Camisón
Habíamos estado así en la cama, charlando y dormitando a cortos intervalos, y Queequeg arrojando de vez en cuando afectuosamente sus piernas morenas y tatuadas sobre las mías, y volviéndolas a retirar luego; tan enteramente sociables y confiados y desenfadados éramos; cuando, al fin, debido a nuestras confabulaciones, lo poco de somnolencia que nos quedaba se desvaneció por completo, y nos dieron ganas de levantarnos de nuevo, aunque el amanecer aún quedaba algo lejos en el futuro.
Sí, nos pusimos muy desvelados; tanto que nuestra postura recostada empezó a volverse tediosa, y poco a poco nos encontramos sentados; las mantas bien arropadas a nuestro alrededor, recostados contra la cabecera con nuestras cuatro rodillas juntas, y nuestras dos narices dobladas sobre ellas, como si nuestras rótulas fueran calentadores de cama.
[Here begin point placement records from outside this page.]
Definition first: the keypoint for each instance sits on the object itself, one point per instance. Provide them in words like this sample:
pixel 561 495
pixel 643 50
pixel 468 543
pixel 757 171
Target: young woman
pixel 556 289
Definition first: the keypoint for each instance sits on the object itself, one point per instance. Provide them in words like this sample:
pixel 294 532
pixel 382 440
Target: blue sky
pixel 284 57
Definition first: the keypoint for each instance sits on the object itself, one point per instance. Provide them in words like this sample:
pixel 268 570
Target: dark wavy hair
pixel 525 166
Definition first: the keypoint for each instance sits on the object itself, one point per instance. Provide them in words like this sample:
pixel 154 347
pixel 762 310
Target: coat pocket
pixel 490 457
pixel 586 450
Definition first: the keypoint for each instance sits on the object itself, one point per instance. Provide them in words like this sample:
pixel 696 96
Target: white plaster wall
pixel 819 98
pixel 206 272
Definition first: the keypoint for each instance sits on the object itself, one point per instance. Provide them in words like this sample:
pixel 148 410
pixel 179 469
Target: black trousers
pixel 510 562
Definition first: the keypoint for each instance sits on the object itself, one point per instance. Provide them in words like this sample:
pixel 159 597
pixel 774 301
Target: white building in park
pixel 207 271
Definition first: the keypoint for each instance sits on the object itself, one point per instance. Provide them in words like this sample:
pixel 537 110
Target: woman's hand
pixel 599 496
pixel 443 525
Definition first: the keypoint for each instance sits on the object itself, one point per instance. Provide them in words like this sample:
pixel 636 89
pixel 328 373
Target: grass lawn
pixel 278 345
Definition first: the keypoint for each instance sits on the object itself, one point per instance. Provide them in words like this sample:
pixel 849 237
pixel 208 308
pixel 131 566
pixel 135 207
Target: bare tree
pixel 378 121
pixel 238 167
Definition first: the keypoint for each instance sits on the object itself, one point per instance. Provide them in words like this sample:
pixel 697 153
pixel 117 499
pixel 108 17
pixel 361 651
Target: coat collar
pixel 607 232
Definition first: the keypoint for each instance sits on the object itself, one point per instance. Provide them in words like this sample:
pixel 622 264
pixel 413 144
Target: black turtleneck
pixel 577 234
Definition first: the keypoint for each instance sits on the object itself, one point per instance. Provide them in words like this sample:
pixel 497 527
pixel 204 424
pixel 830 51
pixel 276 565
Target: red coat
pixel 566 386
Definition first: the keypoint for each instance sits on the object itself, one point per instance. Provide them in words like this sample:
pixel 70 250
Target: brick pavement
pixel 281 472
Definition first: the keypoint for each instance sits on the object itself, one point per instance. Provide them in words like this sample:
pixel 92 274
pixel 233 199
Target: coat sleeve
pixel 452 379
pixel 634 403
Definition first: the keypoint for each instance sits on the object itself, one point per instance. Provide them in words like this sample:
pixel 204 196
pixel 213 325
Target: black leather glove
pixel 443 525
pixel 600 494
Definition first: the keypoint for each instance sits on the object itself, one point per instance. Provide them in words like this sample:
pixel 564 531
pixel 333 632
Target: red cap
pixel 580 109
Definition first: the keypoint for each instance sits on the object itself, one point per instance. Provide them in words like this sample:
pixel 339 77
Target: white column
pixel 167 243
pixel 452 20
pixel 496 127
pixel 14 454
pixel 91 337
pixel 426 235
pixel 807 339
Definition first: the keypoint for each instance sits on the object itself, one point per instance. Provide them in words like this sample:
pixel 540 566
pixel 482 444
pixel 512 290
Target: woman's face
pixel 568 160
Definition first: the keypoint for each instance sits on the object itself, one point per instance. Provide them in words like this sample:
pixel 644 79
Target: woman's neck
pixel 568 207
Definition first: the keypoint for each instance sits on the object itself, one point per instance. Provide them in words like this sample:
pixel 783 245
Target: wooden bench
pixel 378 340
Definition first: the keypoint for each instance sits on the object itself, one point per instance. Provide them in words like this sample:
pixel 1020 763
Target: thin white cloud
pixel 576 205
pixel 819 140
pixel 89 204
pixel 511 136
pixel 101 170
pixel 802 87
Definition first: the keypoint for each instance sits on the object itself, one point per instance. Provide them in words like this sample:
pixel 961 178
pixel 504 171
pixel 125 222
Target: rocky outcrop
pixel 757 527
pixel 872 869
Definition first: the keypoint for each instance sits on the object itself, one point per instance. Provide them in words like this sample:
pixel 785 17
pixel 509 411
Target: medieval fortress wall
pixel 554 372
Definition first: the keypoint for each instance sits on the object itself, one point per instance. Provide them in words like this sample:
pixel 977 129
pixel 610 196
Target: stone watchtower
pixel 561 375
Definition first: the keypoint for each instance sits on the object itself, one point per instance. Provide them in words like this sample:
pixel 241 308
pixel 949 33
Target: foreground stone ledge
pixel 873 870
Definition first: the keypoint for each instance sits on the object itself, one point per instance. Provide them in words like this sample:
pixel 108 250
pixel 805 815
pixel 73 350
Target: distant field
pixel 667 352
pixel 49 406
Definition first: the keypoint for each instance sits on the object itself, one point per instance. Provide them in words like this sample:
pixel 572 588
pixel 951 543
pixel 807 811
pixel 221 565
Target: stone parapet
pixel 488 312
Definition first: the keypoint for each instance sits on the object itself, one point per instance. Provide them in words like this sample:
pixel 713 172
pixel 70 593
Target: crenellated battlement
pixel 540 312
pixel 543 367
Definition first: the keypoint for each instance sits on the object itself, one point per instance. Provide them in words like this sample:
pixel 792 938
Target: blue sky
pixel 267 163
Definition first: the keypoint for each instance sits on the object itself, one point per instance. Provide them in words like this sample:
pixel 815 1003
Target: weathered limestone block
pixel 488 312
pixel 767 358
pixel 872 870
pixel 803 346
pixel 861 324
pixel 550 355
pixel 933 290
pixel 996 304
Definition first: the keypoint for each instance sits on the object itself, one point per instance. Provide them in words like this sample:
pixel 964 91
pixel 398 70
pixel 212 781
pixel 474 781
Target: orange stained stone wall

Nos sentíamos muy bien y acogidos, más aún por lo fresco que estaba afuera; de hecho, también fuera de las cobijas, ya que no había fuego en la habitación. Más aún, digo yo, porque para disfrutar verdaderamente del calor corporal, alguna pequeña parte de uno debe estar fría, pues no hay cualidad en este mundo que no sea lo que es meramente por contraste. Nada existe en sí mismo. Si te alagas pensando que estás cómodo por completo, y lo has estado durante mucho tiempo, entonces ya no se puede decir que estés cómodo. Pero si, como Queequeg y yo en la cama, la punta de tu nariz o la coronilla de tu cabeza se enfrían ligeramente, vaya entonces, en verdad, en la conciencia general te sientes más deliciosa e inconfundiblemente cálido.